Camille Armand Jules Marie, Prince de Polignac was born on February 16, 1832, at Millemont, Seine-et-Oiose, France, to an English mother and an aristocratic French father. Well educated at the best French schools, he once won first place in a European math competition. Polignac went on to serve as an officer at the Battle of Sevastopol during the Crimean War but then resigned his commission and sailed to Central America to study botany.

When he passed through New York City, Polignac became acquainted with the Louisiana Creole and future Confederate general P. G. T. Beauregard. Polignac offered his services to the Confederacy when the Civil War began soon afterward and was appointed Beauregard’s chief of staff with the rank of lieutenant colonel.

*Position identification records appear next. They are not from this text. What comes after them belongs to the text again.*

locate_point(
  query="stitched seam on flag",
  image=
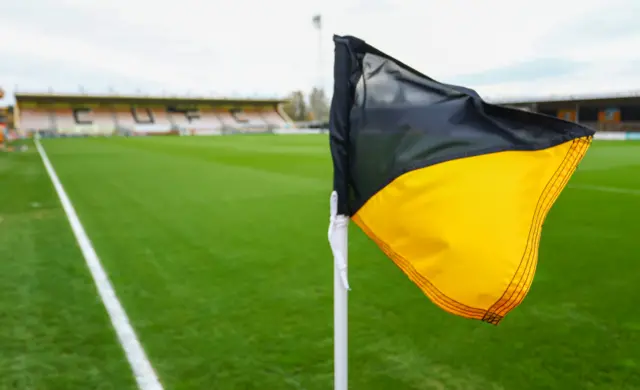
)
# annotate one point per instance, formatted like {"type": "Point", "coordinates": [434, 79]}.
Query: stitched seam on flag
{"type": "Point", "coordinates": [551, 192]}
{"type": "Point", "coordinates": [577, 152]}
{"type": "Point", "coordinates": [524, 260]}
{"type": "Point", "coordinates": [427, 287]}
{"type": "Point", "coordinates": [555, 141]}
{"type": "Point", "coordinates": [490, 316]}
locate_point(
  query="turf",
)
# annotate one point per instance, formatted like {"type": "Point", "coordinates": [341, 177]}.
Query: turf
{"type": "Point", "coordinates": [217, 249]}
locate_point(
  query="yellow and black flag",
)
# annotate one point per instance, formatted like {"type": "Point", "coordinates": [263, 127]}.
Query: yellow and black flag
{"type": "Point", "coordinates": [453, 189]}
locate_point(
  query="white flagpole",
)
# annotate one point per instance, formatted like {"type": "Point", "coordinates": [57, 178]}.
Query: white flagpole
{"type": "Point", "coordinates": [338, 239]}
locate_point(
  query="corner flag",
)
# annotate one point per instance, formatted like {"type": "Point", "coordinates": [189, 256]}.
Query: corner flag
{"type": "Point", "coordinates": [453, 189]}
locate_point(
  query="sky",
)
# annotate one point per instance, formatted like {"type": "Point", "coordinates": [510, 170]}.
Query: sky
{"type": "Point", "coordinates": [503, 49]}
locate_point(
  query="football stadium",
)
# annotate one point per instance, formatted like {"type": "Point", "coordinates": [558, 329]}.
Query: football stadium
{"type": "Point", "coordinates": [180, 243]}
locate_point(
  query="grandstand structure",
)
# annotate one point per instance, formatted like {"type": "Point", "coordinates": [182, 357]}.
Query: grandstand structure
{"type": "Point", "coordinates": [605, 113]}
{"type": "Point", "coordinates": [81, 114]}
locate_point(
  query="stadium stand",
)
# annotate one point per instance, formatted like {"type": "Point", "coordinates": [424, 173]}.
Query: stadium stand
{"type": "Point", "coordinates": [102, 115]}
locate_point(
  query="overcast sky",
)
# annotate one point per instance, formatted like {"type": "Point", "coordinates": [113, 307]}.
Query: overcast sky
{"type": "Point", "coordinates": [501, 48]}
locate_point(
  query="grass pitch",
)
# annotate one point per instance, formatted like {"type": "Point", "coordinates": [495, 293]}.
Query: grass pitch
{"type": "Point", "coordinates": [217, 249]}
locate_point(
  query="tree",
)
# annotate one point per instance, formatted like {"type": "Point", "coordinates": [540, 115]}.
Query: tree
{"type": "Point", "coordinates": [296, 109]}
{"type": "Point", "coordinates": [319, 104]}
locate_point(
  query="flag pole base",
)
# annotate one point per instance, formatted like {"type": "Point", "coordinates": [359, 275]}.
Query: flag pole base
{"type": "Point", "coordinates": [338, 239]}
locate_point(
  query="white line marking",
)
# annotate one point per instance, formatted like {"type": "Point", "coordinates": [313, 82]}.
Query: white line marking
{"type": "Point", "coordinates": [627, 191]}
{"type": "Point", "coordinates": [142, 369]}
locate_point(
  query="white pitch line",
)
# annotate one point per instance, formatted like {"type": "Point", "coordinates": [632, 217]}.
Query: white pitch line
{"type": "Point", "coordinates": [617, 190]}
{"type": "Point", "coordinates": [142, 369]}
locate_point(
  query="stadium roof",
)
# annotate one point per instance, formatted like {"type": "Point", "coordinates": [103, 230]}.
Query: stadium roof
{"type": "Point", "coordinates": [629, 95]}
{"type": "Point", "coordinates": [138, 99]}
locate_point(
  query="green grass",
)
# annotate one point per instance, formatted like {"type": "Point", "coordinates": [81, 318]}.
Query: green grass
{"type": "Point", "coordinates": [217, 249]}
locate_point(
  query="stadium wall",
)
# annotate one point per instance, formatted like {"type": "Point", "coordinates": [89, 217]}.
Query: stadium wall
{"type": "Point", "coordinates": [77, 115]}
{"type": "Point", "coordinates": [617, 136]}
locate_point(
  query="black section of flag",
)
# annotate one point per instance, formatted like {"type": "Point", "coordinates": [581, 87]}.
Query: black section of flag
{"type": "Point", "coordinates": [388, 119]}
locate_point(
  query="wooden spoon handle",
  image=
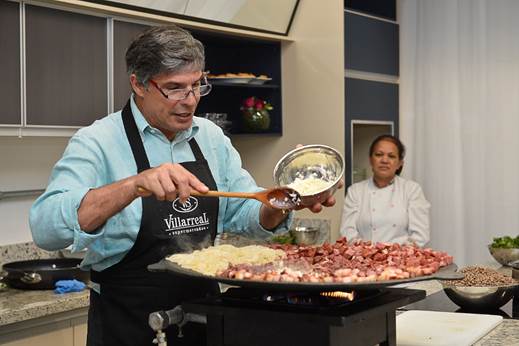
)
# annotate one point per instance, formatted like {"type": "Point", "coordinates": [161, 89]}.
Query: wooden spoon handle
{"type": "Point", "coordinates": [212, 193]}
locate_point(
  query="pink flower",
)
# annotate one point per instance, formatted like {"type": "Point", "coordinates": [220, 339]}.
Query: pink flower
{"type": "Point", "coordinates": [249, 102]}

One soldier described Polignac as being a “fiery little man, erect in figure, with keen black eyes, white teeth that showed brilliantly when he smiled, and a dark waxed moustache which lent a fierceness to his expression. . . .” He spoke fluent English, could swear “like a trooper,” and sometimes broke out in song when he was drinking. Recounting an occasion when General Polignac had too much eggnog, one man claimed “the gallant little French General . . . enlivened the house by singing every few minutes a verse of song, which had reference to one ‘Madame Gregoire’ whoever she may have been.”

Polignac served Beauregard well at the battles of Shiloh and Corinth, and then joined Gen. Braxton Bragg’s staff when he replaced Beauregard as army commander. At the Battle of Richmond, Kentucky, Polignac’s superiors praised his bravery when he picked up one regiment’s flag and called on the men to stand firm and fight. Promoted to brigadier general, he was transferred to the Trans-Mississippi Department and took command of a Texas brigade in Gen. Richard Taylor’s army.

The Texans, however, were not happy at being placed under what they called “a damn frog-eating Frenchman.” Unable to pronounce his name, they began referring to Polignac as “polecat” and held their noses when he passed by. To placate the Texans, Taylor promised to transfer Polignac if the Texans were still dissatisfied with him after their first fight together.

At the Battle of Mansfield on April 8, 1864, Polignac’s Texas brigade participated in Gen. Alfred Mouton’s famous charge across an open field. Polignac took over the division when Mouton was killed, and, just as he did at Perryville, grabbed a battle flag when the attack stalled and led the men forward. Taylor wrote, “The gallant Polignac pressed the shattered division stubbornly and steadily onward.” The next day during the Battle of Pleasant Hill, Polignac’s division was again sent forward to support the front line. Upon receiving his orders, Polignac stood up in his stirrups and called out, “My boys, follow your Polecat!”

Polignac’s men came to love their Frenchman during the Red River Campaign, and the officers of the Texas brigade demonstrated their admiration by presenting him with a horse. In recognition of his service, Polignac was promoted to major general and was given permanent command of Mouton’s division.

By 1865, the Confederates were on the verge of defeat, and Polignac offered to go to France to make a personal plea to Napoleon III for aid. He successfully ran the blockade in March, but never fulfilled his mission. While traveling through Spain the following month, Polignac learned that Robert E. Lee had surrendered at Appomattox and realized the war was lost.

Polignac retired to his French estate and resumed his academic career. He studied math and political economy and found time to write numerous articles about the Civil War. Polignac married twice (his first wife died in childbirth) and had four children. When the FrancoPrussian War erupted in 1870, he was appointed a major general and was awarded the Legion of Honor for leading the 1st French Division in several battles.

Polignac survived three wars, served as a major general in two armies, and was the last surviving Confederate major general. He died on November 15, 1913, from a cerebral edema while working on a math problem that had perplexed him for years.

Dr. Terry L. Jones is a professor of history at the University of Louisiana at Monroe and has published six books on the American Civil War.